Why did China become a world factory

China

Heinrich Kreft

To person

Dr. phil., born 1958; Ambassador and special representative for the dialogue between cultures in the Federal Foreign Office. [email protected]

The rise of China leads to a power shift from the Euro-Atlantic area to Asia with China as the new center of power. The "West" must adjust to this competition politically and economically better.

introduction

The economic and, as a result, political rise of China is the megatrend of our time. We are contemporary witnesses of a geopolitical power shift from the Euro-Atlantic area to the Asia-Pacific region with China as the new center of power. From the US perspective, China is the only serious future rival. Therefore, some are already seeing a new era of bipolarity (G-2) approaching - which would not only meet with skepticism and rejection in Europe. Since China's reform and opening-up policy began in 1978, the "Middle Kingdom" has moved from the periphery to the center of the world economy thanks to mostly double-digit growth rates. According to its own statistics, China outperformed Japan in the second quarter of 2010 and established itself as the world's second largest economy after the USA. China's share of world trade has risen from less than one percent 25 years ago to over six percent today. Last year, the country replaced Germany as the "world export champion". The per capita income in the country increased more than tenfold from 1980 to 2008. This means that poverty in the country has also decreased significantly.

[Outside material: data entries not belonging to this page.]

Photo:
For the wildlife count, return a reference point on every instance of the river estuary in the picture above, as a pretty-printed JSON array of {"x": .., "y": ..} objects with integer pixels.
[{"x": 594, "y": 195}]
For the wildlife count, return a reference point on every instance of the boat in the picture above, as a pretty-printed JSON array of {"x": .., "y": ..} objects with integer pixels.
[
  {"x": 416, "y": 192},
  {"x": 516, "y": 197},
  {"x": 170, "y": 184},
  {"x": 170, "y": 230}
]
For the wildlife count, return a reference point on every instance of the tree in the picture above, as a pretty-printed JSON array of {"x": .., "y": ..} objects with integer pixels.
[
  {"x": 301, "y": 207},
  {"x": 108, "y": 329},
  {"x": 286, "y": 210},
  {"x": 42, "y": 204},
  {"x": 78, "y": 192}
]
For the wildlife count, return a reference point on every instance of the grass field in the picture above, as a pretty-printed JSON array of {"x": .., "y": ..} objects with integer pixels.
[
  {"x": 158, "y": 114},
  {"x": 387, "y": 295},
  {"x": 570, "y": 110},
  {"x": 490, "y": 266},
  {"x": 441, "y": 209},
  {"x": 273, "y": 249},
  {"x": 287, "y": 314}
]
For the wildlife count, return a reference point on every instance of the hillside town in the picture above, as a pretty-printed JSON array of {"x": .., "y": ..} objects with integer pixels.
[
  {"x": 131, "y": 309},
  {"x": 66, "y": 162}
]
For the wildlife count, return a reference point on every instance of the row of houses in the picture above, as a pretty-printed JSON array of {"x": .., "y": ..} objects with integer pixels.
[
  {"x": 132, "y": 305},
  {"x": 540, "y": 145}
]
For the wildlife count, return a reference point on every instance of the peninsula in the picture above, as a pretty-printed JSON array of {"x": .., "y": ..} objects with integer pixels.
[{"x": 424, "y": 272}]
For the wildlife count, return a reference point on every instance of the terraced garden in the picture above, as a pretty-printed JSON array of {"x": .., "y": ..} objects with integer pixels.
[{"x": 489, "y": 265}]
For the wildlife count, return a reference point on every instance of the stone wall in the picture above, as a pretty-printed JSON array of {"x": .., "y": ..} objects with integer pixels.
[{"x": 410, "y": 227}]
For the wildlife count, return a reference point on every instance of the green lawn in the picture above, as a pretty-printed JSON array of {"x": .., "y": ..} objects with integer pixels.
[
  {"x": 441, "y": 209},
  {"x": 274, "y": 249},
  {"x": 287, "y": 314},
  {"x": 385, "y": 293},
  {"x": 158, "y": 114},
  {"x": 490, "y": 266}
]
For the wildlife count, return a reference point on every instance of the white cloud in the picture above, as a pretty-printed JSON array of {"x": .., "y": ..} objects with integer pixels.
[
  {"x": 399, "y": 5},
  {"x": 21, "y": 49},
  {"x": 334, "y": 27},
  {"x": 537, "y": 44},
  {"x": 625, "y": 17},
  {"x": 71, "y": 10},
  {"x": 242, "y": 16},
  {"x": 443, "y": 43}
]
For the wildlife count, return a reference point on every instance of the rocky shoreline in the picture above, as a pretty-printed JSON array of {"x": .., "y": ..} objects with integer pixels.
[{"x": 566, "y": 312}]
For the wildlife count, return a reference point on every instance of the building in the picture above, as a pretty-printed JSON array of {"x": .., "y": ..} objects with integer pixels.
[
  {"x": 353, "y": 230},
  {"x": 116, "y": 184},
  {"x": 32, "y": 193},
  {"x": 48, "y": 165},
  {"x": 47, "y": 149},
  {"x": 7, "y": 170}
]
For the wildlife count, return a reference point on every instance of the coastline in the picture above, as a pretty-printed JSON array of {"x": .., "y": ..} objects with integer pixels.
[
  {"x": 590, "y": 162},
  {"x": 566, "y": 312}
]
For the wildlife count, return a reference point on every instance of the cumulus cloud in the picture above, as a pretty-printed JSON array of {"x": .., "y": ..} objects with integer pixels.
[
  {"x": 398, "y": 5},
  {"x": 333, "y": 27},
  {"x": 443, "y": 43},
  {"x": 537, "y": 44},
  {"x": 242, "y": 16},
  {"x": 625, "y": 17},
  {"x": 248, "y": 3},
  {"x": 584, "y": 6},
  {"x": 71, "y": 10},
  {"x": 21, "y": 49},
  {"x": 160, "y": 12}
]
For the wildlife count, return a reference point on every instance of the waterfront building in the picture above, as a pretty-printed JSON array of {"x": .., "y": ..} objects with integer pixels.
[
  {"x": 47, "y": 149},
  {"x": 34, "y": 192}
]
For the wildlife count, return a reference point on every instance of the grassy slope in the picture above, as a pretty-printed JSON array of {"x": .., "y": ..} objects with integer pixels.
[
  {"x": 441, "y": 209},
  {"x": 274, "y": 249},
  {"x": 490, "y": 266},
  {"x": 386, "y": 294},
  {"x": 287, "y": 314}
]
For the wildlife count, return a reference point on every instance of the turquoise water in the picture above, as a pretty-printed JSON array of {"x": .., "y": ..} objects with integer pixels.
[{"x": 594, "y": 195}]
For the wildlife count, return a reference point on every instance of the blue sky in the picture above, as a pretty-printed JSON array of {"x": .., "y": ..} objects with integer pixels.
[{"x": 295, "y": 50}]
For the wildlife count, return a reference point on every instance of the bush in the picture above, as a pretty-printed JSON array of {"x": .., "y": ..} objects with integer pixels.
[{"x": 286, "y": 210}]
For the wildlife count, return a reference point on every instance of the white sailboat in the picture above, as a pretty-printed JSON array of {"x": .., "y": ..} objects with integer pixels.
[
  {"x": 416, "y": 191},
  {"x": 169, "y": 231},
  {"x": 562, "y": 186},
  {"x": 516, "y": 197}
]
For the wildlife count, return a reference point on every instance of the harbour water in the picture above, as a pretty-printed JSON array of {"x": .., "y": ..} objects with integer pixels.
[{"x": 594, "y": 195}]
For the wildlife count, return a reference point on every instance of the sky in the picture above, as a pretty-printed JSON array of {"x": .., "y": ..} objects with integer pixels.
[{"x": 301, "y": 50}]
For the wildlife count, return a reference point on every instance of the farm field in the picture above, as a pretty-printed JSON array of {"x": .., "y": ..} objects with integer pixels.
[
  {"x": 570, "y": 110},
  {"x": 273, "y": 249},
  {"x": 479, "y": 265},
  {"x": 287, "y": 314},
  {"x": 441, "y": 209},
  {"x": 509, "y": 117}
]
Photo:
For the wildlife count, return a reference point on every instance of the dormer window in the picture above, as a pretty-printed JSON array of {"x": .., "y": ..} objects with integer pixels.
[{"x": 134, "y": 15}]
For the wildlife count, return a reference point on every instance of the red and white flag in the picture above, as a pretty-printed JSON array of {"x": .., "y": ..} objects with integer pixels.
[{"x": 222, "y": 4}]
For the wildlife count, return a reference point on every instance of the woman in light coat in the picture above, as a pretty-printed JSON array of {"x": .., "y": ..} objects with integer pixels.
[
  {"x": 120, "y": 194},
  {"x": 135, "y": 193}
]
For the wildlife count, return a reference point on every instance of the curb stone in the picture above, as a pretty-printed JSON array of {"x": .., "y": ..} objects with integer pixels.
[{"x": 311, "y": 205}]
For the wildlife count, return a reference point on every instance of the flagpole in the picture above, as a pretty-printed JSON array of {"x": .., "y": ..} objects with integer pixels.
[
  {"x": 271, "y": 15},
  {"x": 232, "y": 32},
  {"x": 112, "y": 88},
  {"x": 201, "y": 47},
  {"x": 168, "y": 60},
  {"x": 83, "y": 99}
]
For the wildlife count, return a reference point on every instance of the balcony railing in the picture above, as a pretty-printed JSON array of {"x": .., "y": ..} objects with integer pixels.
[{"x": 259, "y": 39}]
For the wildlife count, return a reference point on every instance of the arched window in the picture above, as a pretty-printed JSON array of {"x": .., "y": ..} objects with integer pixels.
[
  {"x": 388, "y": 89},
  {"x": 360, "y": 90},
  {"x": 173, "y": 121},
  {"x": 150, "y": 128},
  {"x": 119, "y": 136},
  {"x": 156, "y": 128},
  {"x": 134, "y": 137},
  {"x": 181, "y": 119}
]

As the world's largest holder of foreign exchange reserves, China is also playing an increasingly important role in the world currency system. The growing importance of China on the world financial markets is evident from the fact that the first four of the ten largest banks in the world are based in the "Middle Kingdom". Foreign direct investment continues to pour into the country - nearly $ 150 billion in 2008 alone. Chinese companies have risen to the top of the world league and not only export, but are also increasingly appearing as foreign investors themselves (around 100 billion US dollars in 2009). Due to the global financial and economic crisis, the importance of China for the world economy has increased further. While economic output in the OECD countries contracted significantly in 2009, China was able to maintain its growth path thanks to considerable economic stimulus. In 2010, the Chinese economy is expected to grow by over nine percent, making China, as it was last year, the most important of the few remaining growth poles in the world economy.